Геннадий вернулся с черноглазым коренастым мужчиной годов под сорок. Тот окинул Капу взглядом и спросил парня:
– Она?
– Она самая, – ответил Геннадий, тоже поглядывая на Капитолину. – Ксенией зовут.
– Сирота, стало быть? – участливо спросил держатель гостиницы.
– Ага, – простодушно ответила Капа. – Папенька умер, когда я была еще совсем маленькой, а маменька…
Она всхлипнула, и слезы опять потекли по ее щекам.
– Ладно, ты здесь мне сырость-то не разводи, – требовательно произнес он. – Что умеешь делать?
– Все, – быстро ответила Капа. – Все, что скажете, то и буду делать.
– Дядь, может, ее раздатчицей в буфетную определить? – предложил парень. – А то Клавдея давно на сносях. Чай, родит скоро. А ежели за стойкой?

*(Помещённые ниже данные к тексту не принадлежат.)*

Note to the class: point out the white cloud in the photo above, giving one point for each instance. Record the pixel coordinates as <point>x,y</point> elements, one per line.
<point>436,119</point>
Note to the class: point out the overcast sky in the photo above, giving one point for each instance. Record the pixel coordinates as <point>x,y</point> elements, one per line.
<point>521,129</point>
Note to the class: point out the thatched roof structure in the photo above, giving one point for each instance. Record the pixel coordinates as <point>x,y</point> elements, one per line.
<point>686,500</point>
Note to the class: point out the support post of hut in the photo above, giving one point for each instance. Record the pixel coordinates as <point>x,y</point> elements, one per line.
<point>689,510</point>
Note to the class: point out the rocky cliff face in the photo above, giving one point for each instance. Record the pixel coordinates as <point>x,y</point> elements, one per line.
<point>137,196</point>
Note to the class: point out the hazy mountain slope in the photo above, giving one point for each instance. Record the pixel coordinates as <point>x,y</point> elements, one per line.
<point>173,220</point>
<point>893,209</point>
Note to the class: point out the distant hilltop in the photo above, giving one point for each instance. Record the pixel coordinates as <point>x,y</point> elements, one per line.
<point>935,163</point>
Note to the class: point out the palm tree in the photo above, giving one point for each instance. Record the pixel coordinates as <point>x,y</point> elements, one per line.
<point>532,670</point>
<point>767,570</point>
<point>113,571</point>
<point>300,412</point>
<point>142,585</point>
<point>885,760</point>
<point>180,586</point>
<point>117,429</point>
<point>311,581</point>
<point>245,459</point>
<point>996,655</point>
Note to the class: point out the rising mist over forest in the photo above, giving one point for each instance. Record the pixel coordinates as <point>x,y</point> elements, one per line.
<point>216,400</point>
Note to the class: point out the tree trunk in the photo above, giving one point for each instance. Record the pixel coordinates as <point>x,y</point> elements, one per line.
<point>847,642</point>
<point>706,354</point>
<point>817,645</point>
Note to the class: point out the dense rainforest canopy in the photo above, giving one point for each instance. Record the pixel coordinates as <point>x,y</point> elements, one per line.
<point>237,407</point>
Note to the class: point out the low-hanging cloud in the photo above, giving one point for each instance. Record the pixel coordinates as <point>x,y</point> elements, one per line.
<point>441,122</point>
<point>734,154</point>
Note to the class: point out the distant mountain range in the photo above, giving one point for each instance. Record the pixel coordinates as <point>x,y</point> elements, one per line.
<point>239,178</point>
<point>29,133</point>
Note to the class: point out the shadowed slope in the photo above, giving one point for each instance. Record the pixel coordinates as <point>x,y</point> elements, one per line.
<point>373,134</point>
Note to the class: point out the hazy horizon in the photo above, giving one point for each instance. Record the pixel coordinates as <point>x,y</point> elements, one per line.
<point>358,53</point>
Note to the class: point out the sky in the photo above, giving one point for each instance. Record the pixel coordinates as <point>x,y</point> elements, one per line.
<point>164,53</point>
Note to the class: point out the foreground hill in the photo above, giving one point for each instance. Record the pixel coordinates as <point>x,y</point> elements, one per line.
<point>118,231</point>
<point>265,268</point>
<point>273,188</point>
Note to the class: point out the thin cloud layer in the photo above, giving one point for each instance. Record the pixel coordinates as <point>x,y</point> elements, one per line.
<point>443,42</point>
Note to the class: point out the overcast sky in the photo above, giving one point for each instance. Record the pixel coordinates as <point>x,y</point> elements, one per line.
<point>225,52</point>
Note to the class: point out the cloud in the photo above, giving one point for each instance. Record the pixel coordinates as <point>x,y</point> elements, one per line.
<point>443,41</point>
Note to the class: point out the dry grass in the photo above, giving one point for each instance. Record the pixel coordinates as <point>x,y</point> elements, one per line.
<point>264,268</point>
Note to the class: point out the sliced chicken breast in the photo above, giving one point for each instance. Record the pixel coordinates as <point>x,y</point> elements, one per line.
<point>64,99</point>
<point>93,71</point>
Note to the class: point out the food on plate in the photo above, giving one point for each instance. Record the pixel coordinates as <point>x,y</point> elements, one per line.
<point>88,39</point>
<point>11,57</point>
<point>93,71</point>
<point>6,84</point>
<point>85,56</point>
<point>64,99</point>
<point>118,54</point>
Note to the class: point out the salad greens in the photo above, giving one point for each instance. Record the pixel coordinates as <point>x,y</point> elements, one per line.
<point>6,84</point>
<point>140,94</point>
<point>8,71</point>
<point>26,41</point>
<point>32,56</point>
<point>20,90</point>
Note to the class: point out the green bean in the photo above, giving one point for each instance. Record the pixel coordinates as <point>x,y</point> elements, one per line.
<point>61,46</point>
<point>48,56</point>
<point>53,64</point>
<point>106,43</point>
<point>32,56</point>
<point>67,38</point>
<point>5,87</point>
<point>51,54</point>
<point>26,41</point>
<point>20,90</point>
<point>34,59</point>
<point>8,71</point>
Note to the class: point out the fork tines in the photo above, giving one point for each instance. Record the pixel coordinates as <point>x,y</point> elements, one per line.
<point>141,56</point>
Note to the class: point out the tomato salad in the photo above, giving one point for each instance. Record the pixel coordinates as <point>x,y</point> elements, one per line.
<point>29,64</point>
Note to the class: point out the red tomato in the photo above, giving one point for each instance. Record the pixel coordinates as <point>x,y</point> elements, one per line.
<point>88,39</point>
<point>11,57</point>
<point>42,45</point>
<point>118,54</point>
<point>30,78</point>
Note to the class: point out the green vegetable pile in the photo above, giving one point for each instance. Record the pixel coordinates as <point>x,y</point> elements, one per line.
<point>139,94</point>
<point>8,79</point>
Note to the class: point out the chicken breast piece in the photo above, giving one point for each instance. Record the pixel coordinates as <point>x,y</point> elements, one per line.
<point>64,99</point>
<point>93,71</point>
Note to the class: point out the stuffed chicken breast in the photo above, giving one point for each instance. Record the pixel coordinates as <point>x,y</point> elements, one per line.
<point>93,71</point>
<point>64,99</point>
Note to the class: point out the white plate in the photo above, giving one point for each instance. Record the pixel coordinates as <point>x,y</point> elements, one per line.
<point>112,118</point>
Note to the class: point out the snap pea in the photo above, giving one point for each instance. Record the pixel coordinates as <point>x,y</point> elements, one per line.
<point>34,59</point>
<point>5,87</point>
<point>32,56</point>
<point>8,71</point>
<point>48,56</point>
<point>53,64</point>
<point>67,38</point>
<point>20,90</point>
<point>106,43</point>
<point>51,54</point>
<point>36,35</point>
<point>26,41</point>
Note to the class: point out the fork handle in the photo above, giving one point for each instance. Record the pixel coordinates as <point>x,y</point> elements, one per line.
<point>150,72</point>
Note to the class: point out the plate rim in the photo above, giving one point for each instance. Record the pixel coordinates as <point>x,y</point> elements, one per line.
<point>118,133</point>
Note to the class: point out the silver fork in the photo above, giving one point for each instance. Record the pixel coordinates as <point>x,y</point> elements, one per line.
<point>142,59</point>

– А ты помолчи, покудова не спрашивают, – осадил Геннадия дядя. – Грамоту разумеешь?
– Да, – ответила Капа и с надеждой посмотрела на черноглазого.
– И считать можешь?
– Арифметику, все четыре действия, как и полагается, – смиренно отвечала Капа.
– Это хорошо, – заключил держатель «отеля». – Значитца, так: коли ты так грамотна, беру тебя… посудомойкой. Для начала буду платить в месяц три рубля плюс харчи и проживание. Согласна?
– Да, – ответила Капа, изобразив на лице радость.
– Вот и славно. А дальше – поглядим, как там сложится.
– Ну чё, – подмигнул Капе парень, когда дядя ушел. – Приглянулась ты ему. Ты не боись. Мой дядя только с виду такой суровый. А посудомойкой – это временно. Скоро Клавдею заменишь, точно тебе говорю…
– Благодарствуйте за заботу, – покорно произнесла девушка и подняла на Геннадия глаза. Очевидно, было в ее взгляде нечто такое, отчего парень замолчал и стушевался.
– Ты, это… – кажется, он не знал, что говорить дальше, – пойдем со мной. Покажу, где проживать будешь.